Trophy Husbands – Dark and Bloody Ground

Trophy Husbands
Dark and Bloody Ground

Before moving from Washington, DC to Denver, Colo., I never would listen to country music, either by choice or by accident. DC is most definitely not known for its country offerings. But I’m an open-minded person, and I don’t discredit any genre of music when particular artists might win me over. So in Denver, which has more than its share of artists in the country, bluegrass, and similar genres, I was willing to give it a shot.
There’s definitely something to be said for the talent of artists in these genres. You rarely hear better guitar players, and the mixture of instruments that include fiddles, banjos, and more is always inspiring. There are clearly some good country-genre artists, and we’re not talking alt-country here. Does Trophy Husbands merit mention in that group? With some songs, yes.
When listening to this band, which contains Kevin Daly of the band Grave Danger and Dave Insley of Nitpickers, I’m reminded of the traditional bluegrass style of playing. In that method, the band gathers around a single microphone, playing their instruments and then moving closer to the mic for their respective vocal parts or instrument solos. These songs have something of that quality here, with the music falling more into the background behind the vocals.

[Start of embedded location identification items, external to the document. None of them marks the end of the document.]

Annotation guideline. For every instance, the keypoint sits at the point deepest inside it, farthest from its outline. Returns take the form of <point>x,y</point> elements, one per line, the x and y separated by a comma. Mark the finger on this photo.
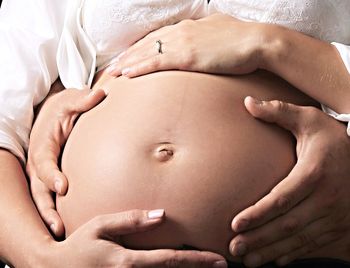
<point>282,228</point>
<point>177,258</point>
<point>288,116</point>
<point>299,183</point>
<point>156,63</point>
<point>45,204</point>
<point>47,171</point>
<point>310,239</point>
<point>128,222</point>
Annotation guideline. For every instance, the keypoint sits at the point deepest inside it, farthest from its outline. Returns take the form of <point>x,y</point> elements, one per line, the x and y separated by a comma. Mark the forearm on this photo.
<point>313,66</point>
<point>23,236</point>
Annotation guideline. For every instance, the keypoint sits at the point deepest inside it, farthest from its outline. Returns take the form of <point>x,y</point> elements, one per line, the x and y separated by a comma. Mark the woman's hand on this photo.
<point>310,208</point>
<point>215,44</point>
<point>95,244</point>
<point>49,133</point>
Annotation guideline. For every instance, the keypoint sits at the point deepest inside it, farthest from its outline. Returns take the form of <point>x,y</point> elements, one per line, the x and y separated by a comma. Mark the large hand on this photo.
<point>310,208</point>
<point>50,131</point>
<point>95,245</point>
<point>215,44</point>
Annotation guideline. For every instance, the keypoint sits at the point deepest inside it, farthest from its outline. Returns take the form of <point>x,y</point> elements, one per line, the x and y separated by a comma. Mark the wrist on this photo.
<point>273,47</point>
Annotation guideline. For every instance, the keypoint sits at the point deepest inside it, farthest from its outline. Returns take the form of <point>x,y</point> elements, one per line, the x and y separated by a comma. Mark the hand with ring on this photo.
<point>190,45</point>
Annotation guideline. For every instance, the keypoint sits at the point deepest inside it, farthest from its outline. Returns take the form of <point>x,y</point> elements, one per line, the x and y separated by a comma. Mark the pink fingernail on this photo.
<point>58,186</point>
<point>126,71</point>
<point>120,56</point>
<point>110,69</point>
<point>220,264</point>
<point>52,227</point>
<point>241,225</point>
<point>155,214</point>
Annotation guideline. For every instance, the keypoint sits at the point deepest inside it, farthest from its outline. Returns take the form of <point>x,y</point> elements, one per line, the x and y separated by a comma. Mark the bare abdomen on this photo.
<point>179,141</point>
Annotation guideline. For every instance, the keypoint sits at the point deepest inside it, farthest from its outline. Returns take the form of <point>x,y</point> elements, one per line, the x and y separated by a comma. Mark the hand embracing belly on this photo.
<point>180,141</point>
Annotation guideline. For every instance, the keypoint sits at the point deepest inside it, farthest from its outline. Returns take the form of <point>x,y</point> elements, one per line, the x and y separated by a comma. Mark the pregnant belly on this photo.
<point>179,141</point>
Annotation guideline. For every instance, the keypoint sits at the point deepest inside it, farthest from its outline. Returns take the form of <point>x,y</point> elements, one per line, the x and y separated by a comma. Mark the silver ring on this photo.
<point>159,46</point>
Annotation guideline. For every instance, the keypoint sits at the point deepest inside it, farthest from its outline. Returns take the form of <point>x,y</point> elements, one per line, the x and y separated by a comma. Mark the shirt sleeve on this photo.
<point>29,35</point>
<point>344,52</point>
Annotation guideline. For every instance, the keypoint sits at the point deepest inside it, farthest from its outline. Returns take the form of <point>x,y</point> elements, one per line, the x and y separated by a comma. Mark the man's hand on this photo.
<point>95,244</point>
<point>51,129</point>
<point>310,208</point>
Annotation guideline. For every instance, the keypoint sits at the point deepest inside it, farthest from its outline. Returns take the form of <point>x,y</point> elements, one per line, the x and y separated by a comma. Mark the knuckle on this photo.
<point>174,261</point>
<point>303,239</point>
<point>283,203</point>
<point>133,218</point>
<point>98,222</point>
<point>279,105</point>
<point>290,226</point>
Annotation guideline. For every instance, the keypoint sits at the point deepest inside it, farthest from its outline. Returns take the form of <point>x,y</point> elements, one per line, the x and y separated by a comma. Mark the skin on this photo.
<point>210,178</point>
<point>276,49</point>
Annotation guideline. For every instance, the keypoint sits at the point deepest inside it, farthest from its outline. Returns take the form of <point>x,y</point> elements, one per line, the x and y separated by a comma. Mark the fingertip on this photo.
<point>239,225</point>
<point>57,228</point>
<point>253,105</point>
<point>155,214</point>
<point>61,184</point>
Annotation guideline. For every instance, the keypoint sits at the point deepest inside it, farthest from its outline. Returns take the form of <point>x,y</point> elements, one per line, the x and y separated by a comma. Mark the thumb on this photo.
<point>284,114</point>
<point>127,222</point>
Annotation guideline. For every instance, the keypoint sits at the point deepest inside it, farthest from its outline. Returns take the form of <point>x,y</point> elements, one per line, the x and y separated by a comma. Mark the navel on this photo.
<point>164,152</point>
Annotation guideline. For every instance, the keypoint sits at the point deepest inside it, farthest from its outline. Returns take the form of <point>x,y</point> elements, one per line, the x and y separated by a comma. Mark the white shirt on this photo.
<point>30,34</point>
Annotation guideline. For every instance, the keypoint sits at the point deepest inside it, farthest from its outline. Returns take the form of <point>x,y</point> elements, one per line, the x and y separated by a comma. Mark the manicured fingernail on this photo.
<point>110,69</point>
<point>282,261</point>
<point>252,260</point>
<point>126,71</point>
<point>120,56</point>
<point>58,187</point>
<point>52,227</point>
<point>155,214</point>
<point>220,264</point>
<point>239,249</point>
<point>255,101</point>
<point>241,225</point>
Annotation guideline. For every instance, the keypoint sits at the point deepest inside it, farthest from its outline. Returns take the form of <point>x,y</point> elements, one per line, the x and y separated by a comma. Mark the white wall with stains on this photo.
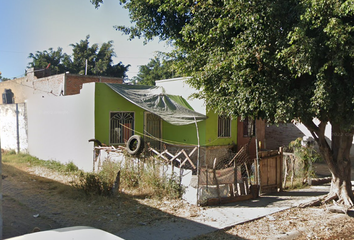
<point>59,127</point>
<point>13,127</point>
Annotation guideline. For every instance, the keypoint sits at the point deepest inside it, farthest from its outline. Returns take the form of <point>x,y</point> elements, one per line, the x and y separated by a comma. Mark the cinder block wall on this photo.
<point>73,82</point>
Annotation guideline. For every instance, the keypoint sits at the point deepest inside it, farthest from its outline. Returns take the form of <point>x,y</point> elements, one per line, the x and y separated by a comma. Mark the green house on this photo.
<point>164,121</point>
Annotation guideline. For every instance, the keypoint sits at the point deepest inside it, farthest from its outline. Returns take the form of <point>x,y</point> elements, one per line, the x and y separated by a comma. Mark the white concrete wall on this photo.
<point>178,86</point>
<point>13,129</point>
<point>59,127</point>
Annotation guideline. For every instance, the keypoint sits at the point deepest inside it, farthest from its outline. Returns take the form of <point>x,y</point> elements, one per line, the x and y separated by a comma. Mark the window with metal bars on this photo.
<point>121,127</point>
<point>224,126</point>
<point>248,127</point>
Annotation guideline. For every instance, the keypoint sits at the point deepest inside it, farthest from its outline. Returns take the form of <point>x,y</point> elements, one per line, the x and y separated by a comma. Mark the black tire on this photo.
<point>135,145</point>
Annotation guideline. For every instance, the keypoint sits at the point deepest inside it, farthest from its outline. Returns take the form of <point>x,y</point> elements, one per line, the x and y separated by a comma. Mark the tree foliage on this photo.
<point>156,69</point>
<point>278,60</point>
<point>3,79</point>
<point>99,60</point>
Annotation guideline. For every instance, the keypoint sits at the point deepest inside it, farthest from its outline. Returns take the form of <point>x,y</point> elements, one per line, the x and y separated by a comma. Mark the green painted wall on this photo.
<point>106,101</point>
<point>212,138</point>
<point>186,134</point>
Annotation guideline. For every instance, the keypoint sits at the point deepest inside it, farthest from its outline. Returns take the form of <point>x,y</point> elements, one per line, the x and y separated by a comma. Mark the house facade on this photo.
<point>16,92</point>
<point>237,132</point>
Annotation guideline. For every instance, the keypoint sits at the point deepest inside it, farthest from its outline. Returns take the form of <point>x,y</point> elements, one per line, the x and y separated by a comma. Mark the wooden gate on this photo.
<point>270,168</point>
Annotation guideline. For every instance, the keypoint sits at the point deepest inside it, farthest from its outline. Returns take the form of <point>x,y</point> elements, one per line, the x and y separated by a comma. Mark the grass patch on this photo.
<point>141,178</point>
<point>136,178</point>
<point>22,159</point>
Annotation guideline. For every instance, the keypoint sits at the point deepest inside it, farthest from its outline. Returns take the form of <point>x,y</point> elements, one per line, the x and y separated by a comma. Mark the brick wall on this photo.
<point>57,85</point>
<point>74,82</point>
<point>282,135</point>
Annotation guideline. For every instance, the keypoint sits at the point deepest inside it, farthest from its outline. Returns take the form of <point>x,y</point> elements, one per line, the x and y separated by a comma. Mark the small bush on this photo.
<point>100,183</point>
<point>71,167</point>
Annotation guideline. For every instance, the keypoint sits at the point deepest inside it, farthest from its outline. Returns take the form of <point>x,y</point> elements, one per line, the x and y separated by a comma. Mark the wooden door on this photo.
<point>152,131</point>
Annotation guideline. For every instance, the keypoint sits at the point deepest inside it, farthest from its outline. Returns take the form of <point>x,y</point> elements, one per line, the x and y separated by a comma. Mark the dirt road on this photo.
<point>31,201</point>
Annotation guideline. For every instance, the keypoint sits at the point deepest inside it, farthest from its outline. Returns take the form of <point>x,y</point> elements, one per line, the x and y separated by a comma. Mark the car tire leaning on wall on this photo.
<point>135,145</point>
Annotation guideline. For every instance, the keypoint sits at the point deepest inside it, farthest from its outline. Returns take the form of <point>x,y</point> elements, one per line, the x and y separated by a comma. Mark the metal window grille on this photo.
<point>224,126</point>
<point>248,127</point>
<point>121,127</point>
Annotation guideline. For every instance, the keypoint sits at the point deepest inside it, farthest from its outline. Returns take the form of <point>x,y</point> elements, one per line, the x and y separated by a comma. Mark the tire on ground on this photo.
<point>135,145</point>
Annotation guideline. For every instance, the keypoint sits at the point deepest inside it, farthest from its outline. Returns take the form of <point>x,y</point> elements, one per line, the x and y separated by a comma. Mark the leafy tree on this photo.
<point>3,79</point>
<point>99,60</point>
<point>155,70</point>
<point>53,59</point>
<point>279,60</point>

These songs are not light-hearted, traditional country fare for the most part. Instead, they touch on robberies, smugglers, vigilantes and bums in dark and morose tales. Even the music caries an ominous tone on these tracks. The album starts off a little weak, with the bare “Everybody Knows,” which has some production issues with the vocals, but it picks up from there as it progressively gets darker. The title track has a definite Johnny Cash style morose country feel, the kind of tale of war and death that gives country a good name. And on “Willie,” a folk-style track with more electric guitar, the band almost does a Cash impersonation. “Until they murder me and lay me in the ground, there will be hell to pay whenever I’m around,” they sing on the folky “Until Then.” And the tale in “Skellys 1975,” along with the more bluesy feel, makes this one of my favorite tracks.
Some of the songs here, however, remind me why country is not my genre of choice. “Cadillac” picks up the pace for a good ol’ stompin, honkey-tonk time, and “Big Wheel,” a song all about driving your truck through town and charming the ladies, just seems silly, although it has a throw-back, traditional feel. And “Just Call Me Lonesome” is just too twangy. Now this one’s a traditional country tune, almost to a stereotypical end. But just to prove I’m only a sucker for the morose songs here, “She Don’t Love You,” a song of unrequited love that is bouncy and undoubtedly bluegrass through and through, is one of the album’s strong points.
Overall, I can’t fault the Trophy Husbands. Songs of blood and gore and death and depression are always good, as Johnny Cash has endlessly proved. The Husbands pick up where some of Cash’s work left off on most of these tracks, and I’m enthralled with their dark and moody undertones. It’s only the lighter, more traditionally bluegrass/country songs that leave me wanting. I’m sure they’re quite good, but they’re just not my thing.